# XIII Contest Algar Telecom – Editorial

This saturday, 03/29, happenned the XIII Contest Algar Telecom, online in the URI portal.

I collaborated writing four exercises, and I will comment the solution of them in this post. If I solve the others, I may comment them in here as well, but no hurry.

Click in the link below to see the rest of the post.

There are two very simples ways to solve this exercise.

If you know some sorting method, you just have to sort the values, in a way that you save the original position of them. In the end, just print the original position of the second largest value.

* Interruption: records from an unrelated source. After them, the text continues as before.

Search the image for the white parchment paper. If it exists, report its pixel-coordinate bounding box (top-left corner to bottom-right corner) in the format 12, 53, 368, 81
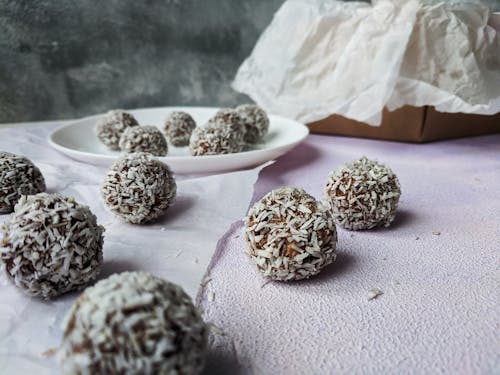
233, 0, 500, 125
0, 128, 261, 375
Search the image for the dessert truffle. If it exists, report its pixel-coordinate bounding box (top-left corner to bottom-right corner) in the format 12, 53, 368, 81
236, 104, 269, 143
189, 123, 243, 156
0, 151, 45, 214
164, 111, 196, 147
325, 157, 401, 230
119, 125, 168, 156
59, 272, 208, 374
101, 152, 177, 224
245, 186, 337, 281
0, 193, 104, 299
95, 109, 139, 151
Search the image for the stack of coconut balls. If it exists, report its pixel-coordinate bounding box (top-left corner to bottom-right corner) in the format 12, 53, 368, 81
95, 104, 269, 156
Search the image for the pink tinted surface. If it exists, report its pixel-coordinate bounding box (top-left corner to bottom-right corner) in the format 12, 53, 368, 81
199, 135, 500, 374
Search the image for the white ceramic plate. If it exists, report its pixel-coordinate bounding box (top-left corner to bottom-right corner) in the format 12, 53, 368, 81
49, 107, 309, 174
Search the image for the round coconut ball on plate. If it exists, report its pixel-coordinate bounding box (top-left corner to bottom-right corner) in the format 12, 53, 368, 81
59, 272, 208, 374
325, 156, 401, 230
95, 109, 139, 151
119, 125, 168, 156
189, 123, 243, 156
206, 108, 245, 138
236, 104, 269, 143
245, 186, 337, 281
0, 151, 45, 214
164, 111, 196, 147
0, 193, 104, 299
101, 152, 177, 224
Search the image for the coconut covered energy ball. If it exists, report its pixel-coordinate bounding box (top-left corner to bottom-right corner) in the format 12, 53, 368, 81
245, 186, 337, 281
60, 272, 207, 374
101, 152, 177, 224
0, 193, 104, 299
0, 151, 45, 214
206, 108, 245, 138
236, 104, 269, 143
325, 157, 401, 230
119, 125, 168, 156
189, 123, 243, 156
164, 111, 196, 147
95, 109, 139, 151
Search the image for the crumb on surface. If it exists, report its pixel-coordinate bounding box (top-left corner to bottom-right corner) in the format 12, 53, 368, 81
368, 288, 384, 301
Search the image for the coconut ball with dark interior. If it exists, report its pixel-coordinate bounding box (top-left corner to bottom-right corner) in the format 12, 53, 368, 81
189, 124, 243, 156
325, 157, 401, 230
245, 186, 337, 281
206, 108, 245, 137
119, 125, 168, 156
95, 109, 139, 151
236, 104, 269, 143
0, 193, 104, 298
164, 111, 196, 147
0, 151, 45, 214
101, 152, 177, 224
59, 272, 207, 374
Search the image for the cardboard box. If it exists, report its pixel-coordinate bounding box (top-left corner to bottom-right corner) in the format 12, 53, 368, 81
308, 106, 500, 142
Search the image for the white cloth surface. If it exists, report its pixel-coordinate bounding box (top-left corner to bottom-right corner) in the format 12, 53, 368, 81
233, 0, 500, 125
0, 127, 261, 375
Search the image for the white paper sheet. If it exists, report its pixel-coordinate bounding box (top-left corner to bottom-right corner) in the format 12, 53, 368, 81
0, 128, 262, 375
233, 0, 500, 125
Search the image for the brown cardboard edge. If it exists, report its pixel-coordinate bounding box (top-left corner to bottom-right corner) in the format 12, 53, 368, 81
308, 106, 500, 143
308, 106, 426, 142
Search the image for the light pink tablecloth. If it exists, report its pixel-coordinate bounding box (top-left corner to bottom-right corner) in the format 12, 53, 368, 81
199, 135, 500, 374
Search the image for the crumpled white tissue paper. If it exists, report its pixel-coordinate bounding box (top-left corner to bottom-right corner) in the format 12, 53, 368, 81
233, 0, 500, 125
0, 127, 263, 375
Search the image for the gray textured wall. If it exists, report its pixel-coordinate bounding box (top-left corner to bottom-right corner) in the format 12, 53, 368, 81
0, 0, 500, 123
0, 0, 283, 122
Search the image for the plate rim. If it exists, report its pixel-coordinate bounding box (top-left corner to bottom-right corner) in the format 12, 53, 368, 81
47, 106, 310, 162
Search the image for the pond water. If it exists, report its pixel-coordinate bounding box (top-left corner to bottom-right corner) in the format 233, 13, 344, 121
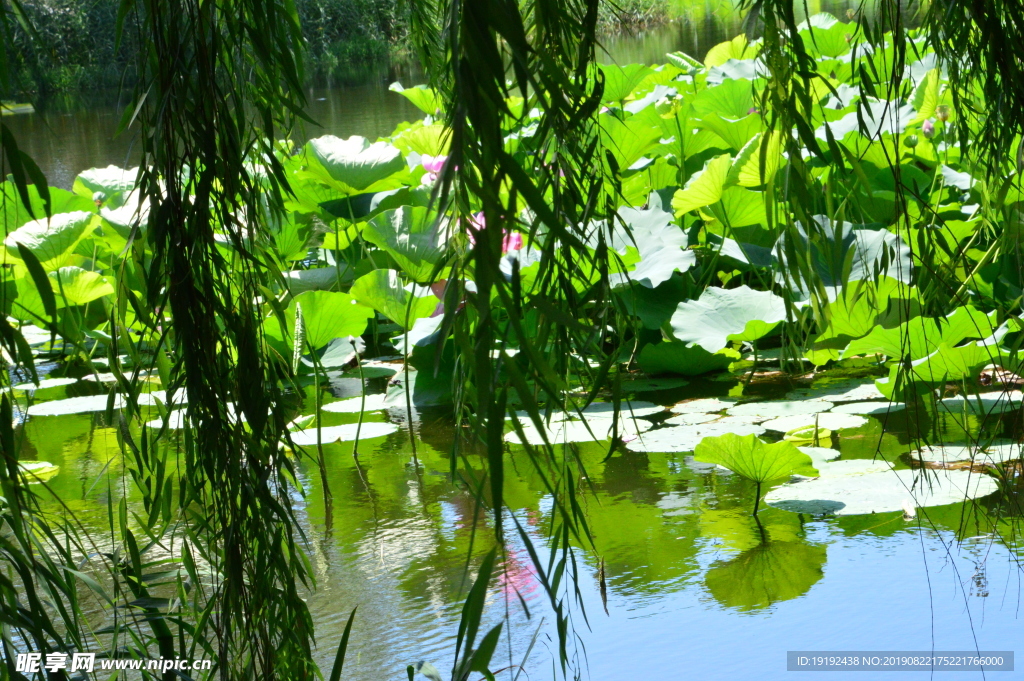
18, 366, 1024, 681
8, 3, 1024, 681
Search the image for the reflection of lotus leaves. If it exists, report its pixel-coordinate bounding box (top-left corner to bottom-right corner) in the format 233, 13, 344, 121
705, 542, 826, 610
765, 460, 998, 515
761, 412, 867, 433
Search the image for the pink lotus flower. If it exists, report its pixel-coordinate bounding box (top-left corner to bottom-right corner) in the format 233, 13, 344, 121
420, 155, 447, 182
467, 213, 522, 255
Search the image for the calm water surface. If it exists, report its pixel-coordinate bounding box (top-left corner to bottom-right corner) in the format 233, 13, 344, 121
7, 3, 1024, 681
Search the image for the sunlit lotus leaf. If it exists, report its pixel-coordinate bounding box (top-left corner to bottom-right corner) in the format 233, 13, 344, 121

Another way would be to implement a method that searches for the greatest value in an array. Execute this method once, and change the resulting value to -1. In the second time you execute the method, the resulting value will be the answer.

To solve this exercise, you need to test all the possible speeds in which you can throw the ball initially.

For each choosen speed, simulate the points in which the ball falls, and if in any moment the ball falls in the position N, the answer is “possivel”.
If the ball never falls in the position N, no matters which speed you throw, then the answer is “impossivel”.

This exercise can be solved in many ways. The most straight-forward is using the concept of Equivalence Classes, in Combinatorial.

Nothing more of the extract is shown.